3. Dönüşlü Fiil: Fiilin bildirdiği işi özne kendi üzerinde yapıyorsa, yani özne hem işi yapan, hem de yaptığı işten etkilenense, bu anlamı veren fiil dönüşlüdür. Dönüşlü fiiller de etken fiillere “-l-” ve “-n-” ekleri getirilerek yapılır.
“Tarağı eline alıp bir süre tarandı.” cümlesinde tarama işini öznenin kendi üzerinde yaptığı bellidir. Dolayısıyla fiil dönüşlüdür.

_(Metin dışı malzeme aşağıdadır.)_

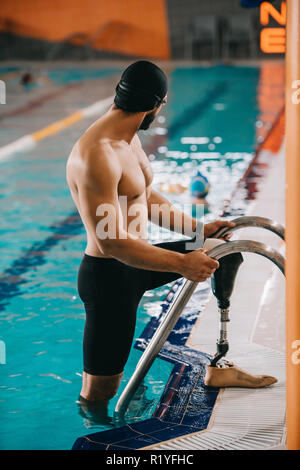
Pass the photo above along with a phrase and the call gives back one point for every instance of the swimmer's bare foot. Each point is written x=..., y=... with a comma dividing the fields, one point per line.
x=232, y=376
x=94, y=411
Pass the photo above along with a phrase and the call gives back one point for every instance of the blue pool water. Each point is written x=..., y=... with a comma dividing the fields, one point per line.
x=42, y=242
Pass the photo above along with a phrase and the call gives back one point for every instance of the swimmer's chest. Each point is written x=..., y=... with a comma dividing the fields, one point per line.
x=137, y=175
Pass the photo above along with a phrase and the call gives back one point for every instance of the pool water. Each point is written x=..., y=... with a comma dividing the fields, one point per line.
x=42, y=242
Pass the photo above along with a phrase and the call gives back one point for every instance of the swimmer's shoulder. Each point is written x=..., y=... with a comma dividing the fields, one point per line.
x=99, y=158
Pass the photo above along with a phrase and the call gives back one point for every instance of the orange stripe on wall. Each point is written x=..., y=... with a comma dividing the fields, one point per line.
x=134, y=27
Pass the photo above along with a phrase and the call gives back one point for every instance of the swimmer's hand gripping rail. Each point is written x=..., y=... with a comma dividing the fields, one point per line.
x=185, y=293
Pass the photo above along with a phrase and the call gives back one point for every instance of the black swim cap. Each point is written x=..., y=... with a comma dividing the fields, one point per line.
x=142, y=87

4. İşteş Fiil: En az iki özne tarafından yapılabilen fiillerdir. Bu fiiller, fiillere “-ş-” eki getirilerek türetilir. Bazı fiiller ise kök olarak “-ş-” ile bitmiştir ve işteş özellik gösterir.
İşteş fiiller işin yapılışına göre iki grupta incelenir.
a. Karşılıklı yapılma bildirir
Yüklem durumundaki fiilin anlamında öznelerin işi birbirlerine karşı yaptıkları görülür.
“Yolda karşılaşınca mutlaka selamlaşırlardı.” cümlesine baktığımızda “selamlaşmak” eyleminin kişilerin karşılıklı yaptıkları bir iş olduğunu görürüz. İki kişi birbirine selam vermiştir.
“Ortadaki elmaları paylaştılar.”
“Boş yere saatlerce tartıştılar.”
“Boksörler çok yaman dövüştüler.” cümlelerindeki yüklemler karşılıklı yapılan işteş fiillerdir.
b. Birlikte yapılma bildirir
Bunlarda özneler işi birbirlerine karşı değil hep birlikte yaparlar. Yani karşıdan bir hareketin olduğu görülmez.
“Çocuklar odaya girer girmez yemeklerin başına üşüştüler.” cümlesinde “üşüşme” işini çocuklar hep birlikte yapmışlardır.
“Kuzular otların arasından meleşiyor.”
“Kuşlar etrafta sevinçle uçuşuyor.
“Çocuklar ağaçların arasında koşuşuyor.” cümlelerindeki yüklemler birlikte yapılma bildiren işteş fiillerdir.
“Okula bu sabah birlikte gittiler.” cümlesinde de yüklem birlikte yapılma bildirir, ancak biz buna işteş diyemeyiz. Çünkü işteş fiiller, önceden de söylemiştik, mutlaka “-ş-” ile bitmelidir.
Yapıca “-ş-” ile biten her fiil elbette işteş değildir.
“Adam genç yaşında dünyayı dolaştı.” cümlesinde yüklem işteş değildir; çünkü karşılıklı ya da birlikte yapılma anlamı yoktur.
Bazı kaynaklarda “nitelikte eşitlik” adıyla işteş sınıfına alınan, oluş bildiren fiiller de vardır.
“Elleri çalışmaktan nasırlaşmış.”
“Görmeyeli bir hayli güzelleşmiş.”
“Pantolonu, yerde oturmaktan kırışmış. cümlelerindeki yüklemler bu türdendir. Ancak bunlarda herhangi bir iş bildirme olmadığından “işteş” mantığına pek uygunluk görülmez. Sorularda da bunun işteş olduğuna dair bir ipucu verilmemiştir.
5. Ettirgen Fiil: Konumuzun başında, nesne-yüklem ilişkisini verirken, ettirgenliğe de değinmiştik. Bu tür fiillerde işi özne bir başkasına yaptırır.
“Oğluna terliklerini getirtti.” cümlesinde getirme işini yapan “oğlu” dur, özne ona işi yapmasını söylemiştir.
“Masayı bir güzel temizletti.”
“Soruyu ablasına çözdürdü.” cümlelerinin yüklemleri de aynı özelliği göstermektedir.